In the quaint days before Hollywood and Madison Avenue destroyed all sense of societal morality, Hoover believed the private sector could be prodded to fight social problems. It didn’t pan out in the ‘30s, but up to then Hoover himself was proof of concept. Not only did he collect millions, he refused to take a dime in salary for public service, including the presidency. You could argue that he was still overpaid. You can’t argue that he wasn’t a compassionate conservative.

But all applicants must list a greatest weakness, and a man like Hoover has a whopper: communication.

At Commerce, Harding and Coolidge were his product development managers—the guys who spared clients from dealing directly with the brains. It turns out Hoover needed the buffer.

He didn’t see the point in receptions and wasn’t much of a speaker. The most polite thing you can say about his compartmentalized memoirs is that he writes like an engineer. If you have a personable story about the attorney general hitting you in the face with a medicine ball (Hooverball, every morning on the White House lawn!), that’s the time to use it. Instead, the reader gets charts on housing starts, and the sense that in another time, young Herbert would have had a Mr. Spock poster in his bedroom.

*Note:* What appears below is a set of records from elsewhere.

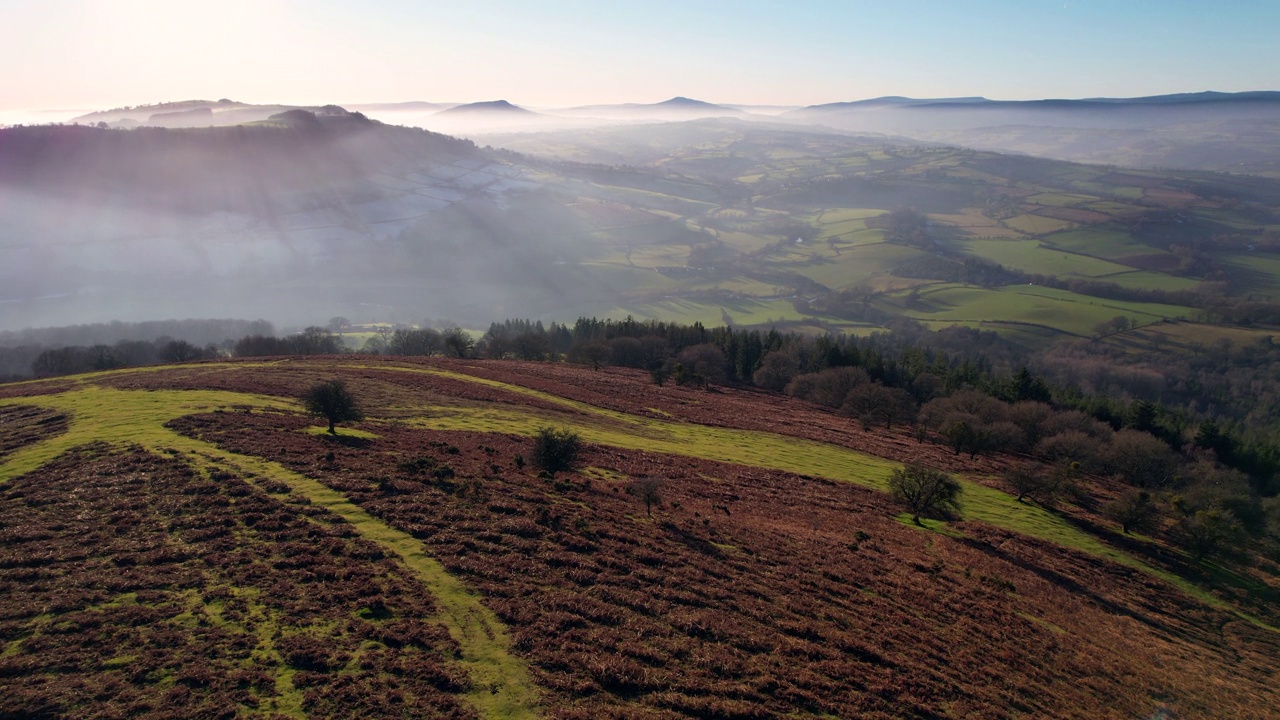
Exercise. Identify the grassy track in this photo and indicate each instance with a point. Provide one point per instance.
(103, 414)
(502, 688)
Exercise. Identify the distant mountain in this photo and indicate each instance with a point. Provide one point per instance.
(199, 113)
(411, 106)
(1203, 131)
(492, 106)
(1184, 100)
(675, 109)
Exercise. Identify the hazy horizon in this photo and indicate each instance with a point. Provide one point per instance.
(77, 54)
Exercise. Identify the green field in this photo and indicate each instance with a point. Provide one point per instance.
(1057, 309)
(1032, 256)
(1100, 242)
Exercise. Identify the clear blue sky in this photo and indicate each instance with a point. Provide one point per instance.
(109, 53)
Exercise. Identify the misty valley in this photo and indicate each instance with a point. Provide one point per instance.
(895, 408)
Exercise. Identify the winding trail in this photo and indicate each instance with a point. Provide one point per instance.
(502, 688)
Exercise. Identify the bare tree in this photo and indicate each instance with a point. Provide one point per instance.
(924, 491)
(649, 491)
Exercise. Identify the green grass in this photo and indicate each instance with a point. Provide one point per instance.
(1037, 224)
(138, 417)
(503, 688)
(1031, 256)
(1060, 309)
(1100, 241)
(711, 314)
(767, 450)
(856, 264)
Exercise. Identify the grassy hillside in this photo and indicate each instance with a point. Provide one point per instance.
(183, 536)
(712, 220)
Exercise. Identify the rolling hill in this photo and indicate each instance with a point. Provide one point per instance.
(184, 537)
(307, 215)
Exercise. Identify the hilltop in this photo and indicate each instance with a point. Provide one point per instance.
(718, 220)
(206, 543)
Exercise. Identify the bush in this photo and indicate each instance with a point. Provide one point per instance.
(556, 450)
(1134, 510)
(924, 491)
(332, 401)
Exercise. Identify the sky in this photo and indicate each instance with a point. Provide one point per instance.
(97, 54)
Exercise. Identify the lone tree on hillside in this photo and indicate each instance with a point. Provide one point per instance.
(332, 401)
(556, 449)
(924, 491)
(648, 490)
(1136, 511)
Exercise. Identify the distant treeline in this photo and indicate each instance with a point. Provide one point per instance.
(101, 346)
(1203, 478)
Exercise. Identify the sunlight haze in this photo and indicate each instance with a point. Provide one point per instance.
(74, 54)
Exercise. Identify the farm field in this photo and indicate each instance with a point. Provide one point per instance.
(412, 560)
(1032, 217)
(1063, 310)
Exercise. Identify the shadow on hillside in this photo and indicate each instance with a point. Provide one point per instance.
(346, 441)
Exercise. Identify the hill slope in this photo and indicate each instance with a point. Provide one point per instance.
(158, 518)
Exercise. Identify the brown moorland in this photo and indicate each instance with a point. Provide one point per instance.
(748, 593)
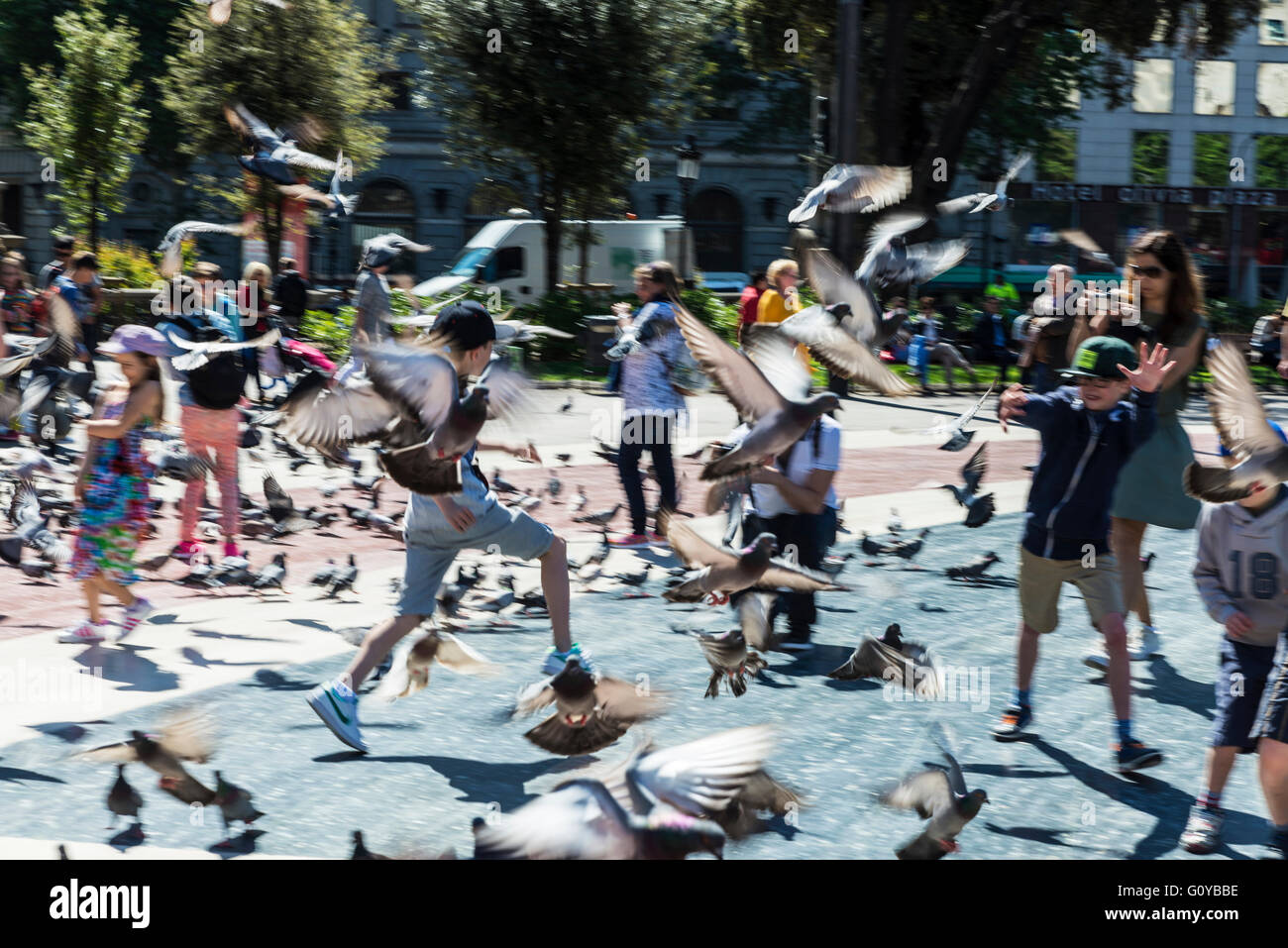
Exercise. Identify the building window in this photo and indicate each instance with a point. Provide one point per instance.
(385, 207)
(1211, 159)
(1274, 16)
(1153, 91)
(1273, 89)
(1214, 86)
(1057, 156)
(1271, 161)
(716, 219)
(1149, 154)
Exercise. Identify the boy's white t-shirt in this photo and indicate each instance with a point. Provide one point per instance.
(803, 460)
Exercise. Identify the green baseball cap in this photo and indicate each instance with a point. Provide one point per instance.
(1100, 356)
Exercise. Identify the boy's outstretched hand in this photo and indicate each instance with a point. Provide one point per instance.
(1012, 401)
(1149, 376)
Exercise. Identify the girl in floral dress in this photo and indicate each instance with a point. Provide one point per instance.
(112, 485)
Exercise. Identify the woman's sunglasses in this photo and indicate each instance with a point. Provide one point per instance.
(1151, 272)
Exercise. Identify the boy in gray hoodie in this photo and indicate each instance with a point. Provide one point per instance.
(1240, 574)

He had no spider-sense for public relations. Take Camp Rapidan: Hoover bought the land and donated it to the government. Good. But he had Marines build the camp as a training exercise, not realizing that it looks sort of bad when government employees build you a vacation home. Bad. A humble fisherman might have some appeal to Joe Six Pack. Good. But Hoover only seriously opened the camp to reporters as re-election loomed. So we have footage of a smiling millionaire enjoying the “constructive, rejuvenating joy” of trout fishing, at a time when hobos were wrestling under railroad trestles for dirt sandwiches. Awful.

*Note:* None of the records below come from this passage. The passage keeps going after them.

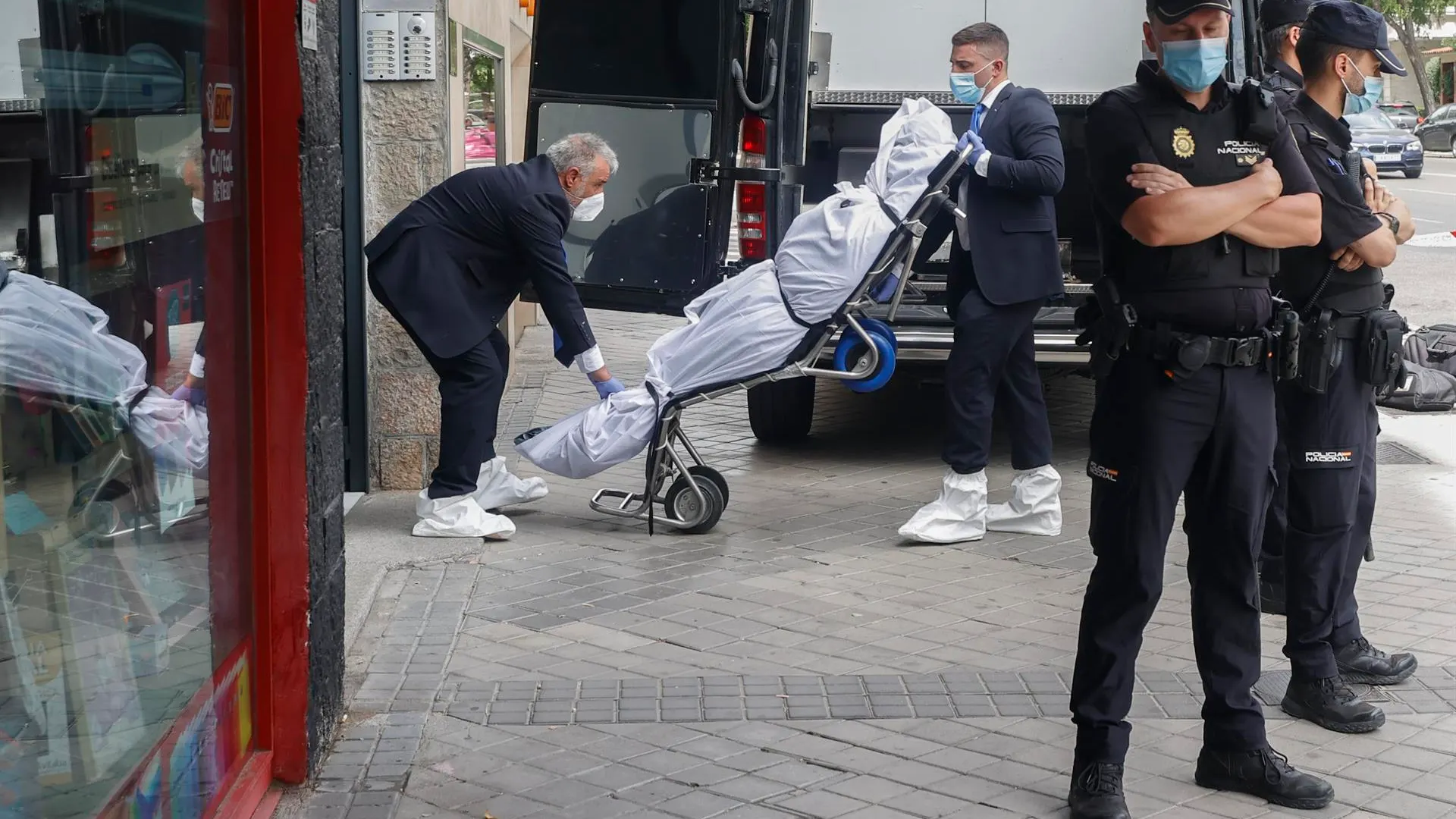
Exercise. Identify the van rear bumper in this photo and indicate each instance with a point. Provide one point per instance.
(1056, 340)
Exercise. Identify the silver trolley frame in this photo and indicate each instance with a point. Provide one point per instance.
(685, 493)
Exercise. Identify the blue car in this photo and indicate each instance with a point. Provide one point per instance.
(1391, 148)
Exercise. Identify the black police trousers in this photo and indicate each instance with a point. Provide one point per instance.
(471, 390)
(1331, 500)
(1207, 438)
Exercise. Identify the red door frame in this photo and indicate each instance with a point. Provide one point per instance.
(280, 384)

In a job where charisma counts, Hoover couldn’t switch off the engineer in his head long enough to be a politician. That strike is a huge one, so as America’s H.R. department, our decision is simple.

We can use a man like Herbert Hoover, as long as he isn’t in charge.

And we already made the hire. Can you think of any self-made millionaires with a technical bent, stunning organizational efficiency, world-class charity and a complete lack of public appeal? Someone with faith in the private sector, seeking practical solutions to social problems?

Bill Gates.

And Herbert Hoover never did anything as horrible as Vista. Give the guy a break.